Jump Crypto Has Found A Double-Voting Vulnerability In SGN

Jump Crypto

Jump Crypto, a Web3 investor, and developer, has already identified a major vulnerability in the State Guardian Network of Celer that would allow other malicious validators to compromise upon the applications and the network dependent on it- which includes cBridge by Celer.

According to the postmortem report put up by Jump Crypto, validators were allowed to vote out more than once on the same update due to a bug in the SGN EndBlocker code. By allowing the validators to vote a few times, the malicious actors could be multiplying their voting power which would then be used to approve harmful updates. 

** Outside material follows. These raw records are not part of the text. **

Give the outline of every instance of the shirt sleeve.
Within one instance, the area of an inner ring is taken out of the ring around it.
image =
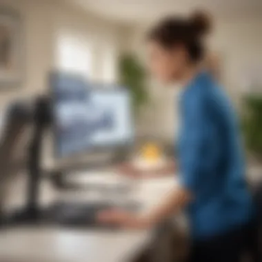
[[[201,170],[207,130],[205,101],[202,94],[188,94],[182,101],[182,137],[179,152],[181,185],[196,194],[203,183]]]

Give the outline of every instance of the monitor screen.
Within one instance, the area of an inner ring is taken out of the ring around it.
[[[131,99],[121,87],[101,87],[68,77],[54,79],[55,151],[59,157],[133,141]]]

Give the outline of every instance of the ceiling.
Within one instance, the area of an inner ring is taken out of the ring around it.
[[[261,16],[261,0],[67,0],[105,18],[126,23],[144,23],[161,16],[195,8],[216,17]]]

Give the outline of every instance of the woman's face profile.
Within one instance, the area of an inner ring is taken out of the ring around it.
[[[148,67],[152,74],[163,83],[179,80],[185,57],[179,46],[167,49],[156,41],[148,44]]]

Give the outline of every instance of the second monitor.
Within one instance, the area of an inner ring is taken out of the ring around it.
[[[68,74],[54,74],[51,79],[57,157],[132,143],[132,105],[128,90],[88,83]]]

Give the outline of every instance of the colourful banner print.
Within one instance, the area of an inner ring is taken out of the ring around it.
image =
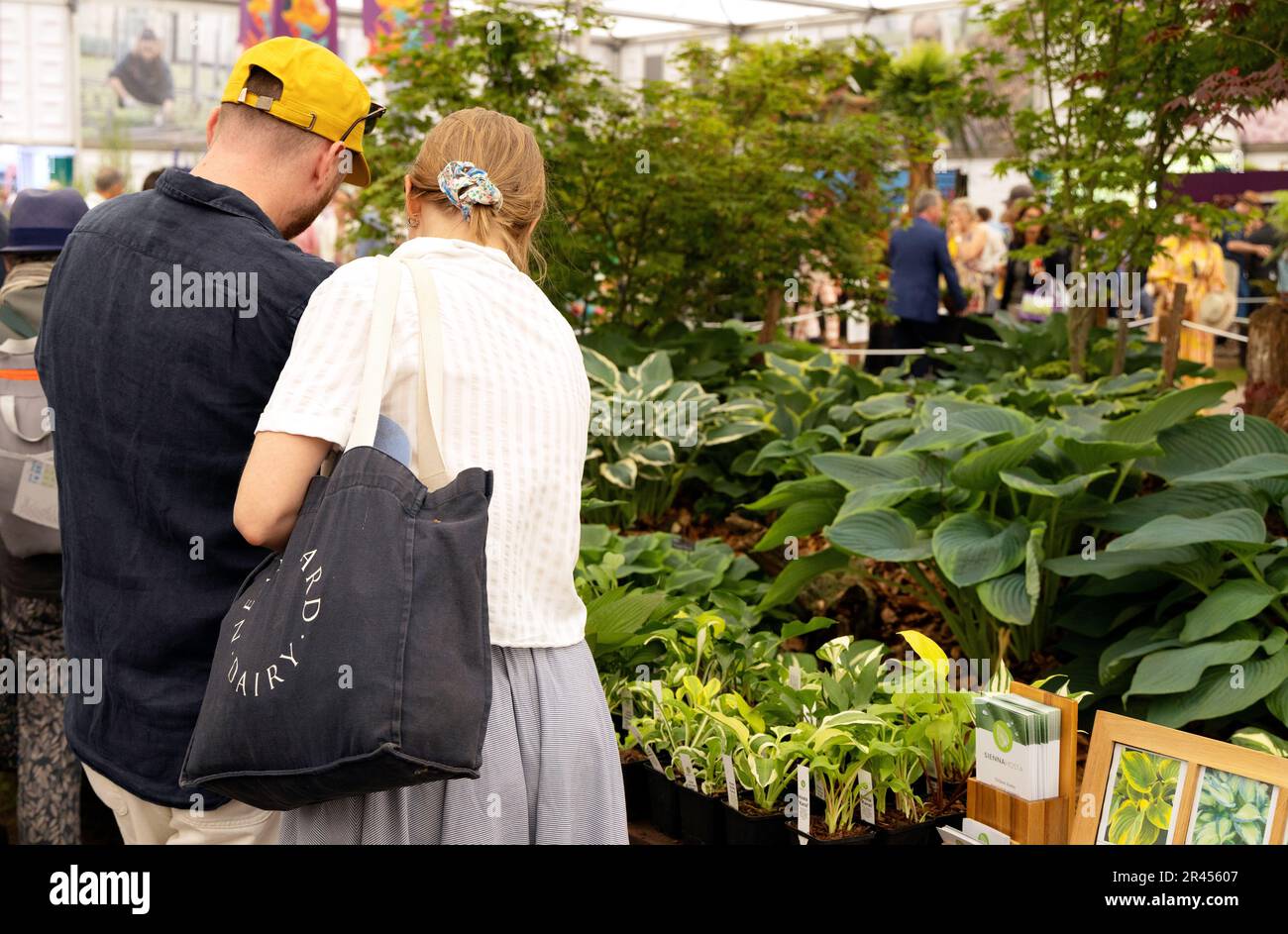
[[[336,0],[277,0],[274,36],[298,36],[331,52],[340,50],[340,10]]]
[[[243,49],[273,37],[273,0],[241,0],[237,41]]]
[[[448,0],[362,0],[362,31],[370,40],[372,54],[388,48],[393,40],[401,45],[428,45],[437,41],[438,32],[451,26]]]

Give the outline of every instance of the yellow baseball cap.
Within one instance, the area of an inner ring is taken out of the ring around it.
[[[247,91],[252,67],[281,81],[282,97]],[[345,182],[359,187],[371,183],[362,138],[385,108],[371,103],[358,76],[330,49],[292,36],[252,45],[233,66],[220,102],[247,104],[332,143],[343,142],[353,153],[353,167]]]

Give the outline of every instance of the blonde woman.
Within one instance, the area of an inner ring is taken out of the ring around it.
[[[545,209],[541,151],[511,117],[460,111],[429,133],[404,188],[411,237],[393,255],[428,269],[438,292],[446,465],[493,472],[483,763],[478,779],[289,812],[282,841],[625,844],[616,737],[573,587],[590,388],[572,330],[527,274]],[[309,478],[349,437],[383,262],[337,269],[300,318],[237,495],[234,520],[252,544],[286,541]],[[416,437],[419,331],[404,276],[381,421],[406,438]]]
[[[965,314],[984,310],[984,292],[992,285],[990,269],[985,268],[988,228],[967,198],[954,198],[948,206],[948,247],[957,268],[957,281],[966,292]]]
[[[1195,216],[1186,216],[1189,231],[1184,237],[1163,237],[1163,251],[1149,267],[1149,283],[1154,286],[1155,314],[1172,307],[1177,283],[1184,282],[1186,321],[1198,321],[1199,305],[1211,292],[1225,291],[1225,256],[1221,247],[1208,236],[1207,228]],[[1157,336],[1158,323],[1150,329]],[[1181,359],[1212,366],[1216,354],[1216,336],[1193,327],[1181,327]]]

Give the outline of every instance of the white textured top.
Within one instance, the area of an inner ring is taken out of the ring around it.
[[[501,250],[416,237],[398,259],[425,263],[443,326],[443,460],[456,475],[493,472],[487,529],[493,645],[580,642],[586,608],[573,586],[590,385],[577,339],[536,283]],[[291,356],[256,432],[344,447],[353,428],[376,258],[340,267],[309,299]],[[381,414],[416,437],[420,321],[403,274]]]

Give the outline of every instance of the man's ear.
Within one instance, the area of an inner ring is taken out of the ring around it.
[[[215,104],[214,107],[211,107],[210,108],[210,116],[206,117],[206,148],[207,149],[215,142],[215,128],[219,126],[219,107],[220,107],[220,104]]]
[[[336,175],[343,182],[350,171],[353,171],[353,153],[349,147],[344,143],[331,143],[314,166],[314,182],[318,183],[318,188],[330,191],[335,188]]]

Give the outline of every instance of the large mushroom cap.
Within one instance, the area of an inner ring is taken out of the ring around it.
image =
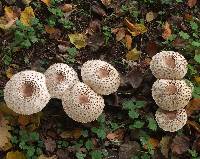
[[[65,91],[62,102],[67,115],[81,123],[96,120],[105,106],[104,99],[82,82]]]
[[[64,63],[51,65],[45,72],[49,93],[53,98],[61,99],[63,92],[79,82],[75,70]]]
[[[187,73],[186,59],[174,51],[162,51],[152,57],[150,69],[158,79],[182,79]]]
[[[101,95],[116,92],[120,85],[120,76],[117,70],[101,60],[85,62],[81,68],[81,76],[84,83]]]
[[[50,100],[45,76],[36,71],[22,71],[12,76],[4,89],[7,106],[19,114],[41,111]]]
[[[187,113],[185,109],[179,109],[173,112],[158,109],[155,116],[159,127],[170,132],[178,131],[187,122]]]
[[[184,108],[192,98],[192,88],[185,80],[160,79],[152,86],[156,104],[168,111]]]

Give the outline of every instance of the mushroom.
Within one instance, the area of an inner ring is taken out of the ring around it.
[[[156,104],[167,111],[184,108],[192,98],[192,88],[186,80],[158,79],[152,86]]]
[[[152,57],[150,69],[158,79],[182,79],[187,73],[186,59],[174,51],[162,51]]]
[[[62,98],[66,114],[75,121],[87,123],[96,120],[105,106],[104,99],[82,82],[65,91]]]
[[[22,71],[6,83],[4,100],[19,114],[30,115],[41,111],[50,100],[45,76],[36,71]]]
[[[109,95],[117,91],[120,85],[118,71],[109,63],[90,60],[81,68],[83,82],[100,95]]]
[[[51,65],[44,74],[52,98],[61,99],[64,91],[71,89],[75,83],[79,82],[75,70],[64,63]]]
[[[158,126],[170,132],[175,132],[181,129],[187,122],[187,113],[185,109],[169,112],[158,109],[155,114]]]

Jump Crypto Has Found Vulnerabilities In Celer

For those unaware, Celer is a Cosmos-based blockchain that uses cross-chain communication. Jump Crypto had previously reviewed the script after the blockchain released parts of the off-chain SGNv2 code on GitHub. The team for the protocol was then also notified about this vulnerability, which has been fixed without any malicious exploitation of the network. As the report pointed out, the vulnerability would give the validator a wide range of choices which includes the ability to spoof any and all arbitrary on-chain events such as message emissions, bridge transfers, or staking and delegation on the main SGN contract. 

Despite the security guardrails put up by Celer, the protocol isn’t fully protected. According to the report put up by Jump Crypto, the transaction limits only apply per token and chain, and due to the huge number of supported chains and tokens, it does seem possible that an attacker would be able to exfiltrate tokens with a value of around $30 million before the contracts end up being halted.